貴国、並びにカラディナ共和国が遣わした軍により、我らがエルフ八氏族は、未曽有の国難を迎えた。だが、幸いにしてサーリア様の御加護により、我らは貴軍の暴虐を打ち破り、祖国たる大草原に安寧を取り戻す事ができた。
我々エルフと貴国はガリエルとの永年の戦いでともに肩を並べる盟友であると信じていたが、此度の貴国の軽率な行動により、その友誼に深刻な亀裂が生じたと云わざるを得ない。
此度の厄災により我ら八氏族の一つモノは壊滅し、一族ことごとく大草原の露と消え、貴国らが遣わした兵35,000も異郷の地に斃れた。我々は、この様な不幸を招いた貴国の妄動を非難するとともに、十分な説明を求める。
だが、我々はそれでも、貴国が信頼に足る盟友であると信じている。我々は、此度の不幸はガリエルによる悪辣な策謀によって齎されたものと判断している。お互いのすれ違いによって、双方とも取り返しのつかない損害を被ってしまったが、我々と貴国は、立ち向かうべき敵を誤ってはいけない。立ち向かうべき相手は、ガリエルなのだ。
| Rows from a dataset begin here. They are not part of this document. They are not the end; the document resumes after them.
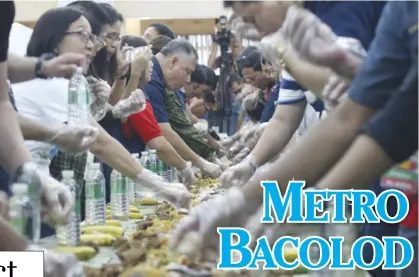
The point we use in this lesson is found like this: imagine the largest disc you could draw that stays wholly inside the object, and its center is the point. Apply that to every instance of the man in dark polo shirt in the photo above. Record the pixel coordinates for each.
(172, 68)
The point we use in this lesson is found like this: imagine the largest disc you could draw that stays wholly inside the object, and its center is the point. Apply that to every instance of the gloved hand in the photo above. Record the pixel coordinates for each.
(202, 127)
(227, 143)
(238, 175)
(186, 175)
(242, 154)
(74, 139)
(209, 168)
(314, 41)
(134, 104)
(100, 91)
(235, 149)
(176, 194)
(60, 264)
(57, 199)
(335, 91)
(229, 209)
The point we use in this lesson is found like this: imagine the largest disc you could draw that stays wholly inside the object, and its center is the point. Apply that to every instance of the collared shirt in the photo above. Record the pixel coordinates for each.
(354, 21)
(155, 91)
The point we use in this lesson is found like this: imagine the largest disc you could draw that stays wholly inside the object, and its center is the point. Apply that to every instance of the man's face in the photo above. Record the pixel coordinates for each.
(195, 90)
(178, 71)
(255, 78)
(267, 16)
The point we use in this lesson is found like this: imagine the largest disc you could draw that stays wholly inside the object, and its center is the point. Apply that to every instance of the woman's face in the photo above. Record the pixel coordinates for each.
(78, 39)
(113, 37)
(147, 73)
(150, 33)
(266, 16)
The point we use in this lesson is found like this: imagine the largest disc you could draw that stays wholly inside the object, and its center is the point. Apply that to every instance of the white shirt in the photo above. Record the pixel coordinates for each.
(43, 101)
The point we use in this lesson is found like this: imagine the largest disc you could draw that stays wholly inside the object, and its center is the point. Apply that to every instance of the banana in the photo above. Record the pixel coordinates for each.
(83, 253)
(113, 222)
(148, 201)
(113, 230)
(101, 239)
(133, 209)
(136, 216)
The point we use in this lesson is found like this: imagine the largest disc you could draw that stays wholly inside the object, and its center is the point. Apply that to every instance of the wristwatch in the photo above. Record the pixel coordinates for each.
(40, 63)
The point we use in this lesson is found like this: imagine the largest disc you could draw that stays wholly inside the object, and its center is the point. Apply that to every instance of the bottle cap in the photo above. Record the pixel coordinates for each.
(68, 173)
(95, 166)
(20, 188)
(79, 70)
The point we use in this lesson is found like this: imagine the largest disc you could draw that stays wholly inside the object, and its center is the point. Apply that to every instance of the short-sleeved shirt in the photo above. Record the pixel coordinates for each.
(269, 108)
(355, 21)
(142, 124)
(155, 91)
(7, 15)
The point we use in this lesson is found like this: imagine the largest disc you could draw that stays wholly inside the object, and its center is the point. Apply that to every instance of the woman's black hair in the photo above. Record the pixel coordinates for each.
(50, 29)
(101, 67)
(158, 43)
(133, 41)
(93, 12)
(163, 30)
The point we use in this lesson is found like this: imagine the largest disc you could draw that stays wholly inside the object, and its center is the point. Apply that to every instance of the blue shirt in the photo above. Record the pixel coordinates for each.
(388, 81)
(180, 93)
(269, 109)
(155, 91)
(356, 20)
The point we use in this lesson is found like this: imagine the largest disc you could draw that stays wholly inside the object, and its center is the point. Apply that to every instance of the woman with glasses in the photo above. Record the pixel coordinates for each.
(48, 100)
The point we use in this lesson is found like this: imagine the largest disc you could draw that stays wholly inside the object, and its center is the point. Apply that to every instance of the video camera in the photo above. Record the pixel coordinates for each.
(223, 36)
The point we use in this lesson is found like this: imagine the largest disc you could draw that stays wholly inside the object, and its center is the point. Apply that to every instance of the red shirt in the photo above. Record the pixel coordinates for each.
(144, 124)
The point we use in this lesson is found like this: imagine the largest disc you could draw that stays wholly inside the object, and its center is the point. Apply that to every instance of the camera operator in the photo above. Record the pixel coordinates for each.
(236, 47)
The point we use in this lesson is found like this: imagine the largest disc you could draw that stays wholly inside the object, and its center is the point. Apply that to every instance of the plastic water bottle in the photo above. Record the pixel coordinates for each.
(142, 191)
(30, 176)
(69, 234)
(174, 175)
(131, 183)
(119, 197)
(154, 162)
(95, 192)
(20, 210)
(78, 99)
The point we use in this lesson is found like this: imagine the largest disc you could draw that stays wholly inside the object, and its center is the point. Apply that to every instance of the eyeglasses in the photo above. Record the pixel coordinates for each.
(113, 36)
(85, 36)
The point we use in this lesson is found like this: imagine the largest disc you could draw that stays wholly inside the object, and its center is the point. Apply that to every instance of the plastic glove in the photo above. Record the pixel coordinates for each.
(242, 154)
(134, 104)
(202, 127)
(213, 170)
(186, 175)
(226, 210)
(4, 205)
(74, 139)
(176, 194)
(235, 149)
(60, 264)
(335, 91)
(228, 142)
(101, 91)
(239, 174)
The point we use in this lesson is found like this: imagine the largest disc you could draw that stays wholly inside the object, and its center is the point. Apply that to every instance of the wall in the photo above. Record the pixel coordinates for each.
(30, 10)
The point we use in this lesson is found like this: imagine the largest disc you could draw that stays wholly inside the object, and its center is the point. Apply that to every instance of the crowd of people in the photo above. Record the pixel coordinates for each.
(329, 96)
我々は、その根幹を守るためであれば、モノを襲った不幸でさえも水に流す覚悟ができている。貴国が真の盟友であれば、我々の覚悟をきっと理解し、我々と同じ英断を下すであろうと信じている。
現在我々は、陛下の長子、リヒャルト殿下をお預かりしている。我々はリヒャルト殿下を通じ、お互いの蟠りを解きほぐす事が、何よりも肝要であると考えている。殿下にはすでに我々の真意をご理解いただき、暫くの間我々と生活を共にし、友好への橋渡しを担っていただく事で、ご快諾いただいた。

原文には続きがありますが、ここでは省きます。